December is, for me, the season of reflection. For the past week or two, as things have wound down at work, in the garden, everywhere, I’ve been thinking about reading and writing – what I’ve been doing over the past year, and what I’d like to change.
I didn’t get as much writing done in 2019 as I had hoped I would; there’s nothing new in that (does anyone ever get as much writing done as they had hoped?). I *did* have breakthroughs with a couple of different projects that were stalled at this point last year, and I know how I want to proceed with them now. The trouble is that I have too many concurrent projects going, and it’s not yet clear to me which of these I will pursue first and which will wait. This decision is at the forefront of my reflections right now. I will decide this, sometime over the next few weeks, and we will see.
On the positive progress side of things, I was able to return to reading in 2019. I read lots, and I wrote about reading, too (here and here and here and here and here and here and here and here and here and here and here). I’m happy about this – both the reading and the writing about it. My reflective reading brain is slowly creaking to life again, it seems. I am so glad to have it back.
And yet, despite this, I’ve been frustrated by my reading lately. This has happened before (and it’s a not-uncommon experience), but, this year (and maybe in previous years also, I don’t know) and for me, I think my frustration isn’t a purely internal phenomenon.
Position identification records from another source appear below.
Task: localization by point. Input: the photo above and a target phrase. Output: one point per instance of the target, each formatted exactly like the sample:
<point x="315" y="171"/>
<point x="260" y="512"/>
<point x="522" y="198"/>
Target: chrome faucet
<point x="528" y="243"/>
I think it has to do with what’s being published, at least in part (this and this and this contain some previous related reflections).
When I’ve felt this in previous reading slumps, I’ve pushed back against my instincts, telling myself it’s all internal. And maybe I was right; I did manage to get out of those previous reading slumps. But this time, I’m going to try something new to address this. Following up on some recent thoughts on self-publishing/small presses, I’m going to try to devote a majority percentage of my 2020 reading to works published by small and independent publishers, rather than by the big 5.
I’m still working out how I will actualize this, but I’ll write about it here as I figure it out.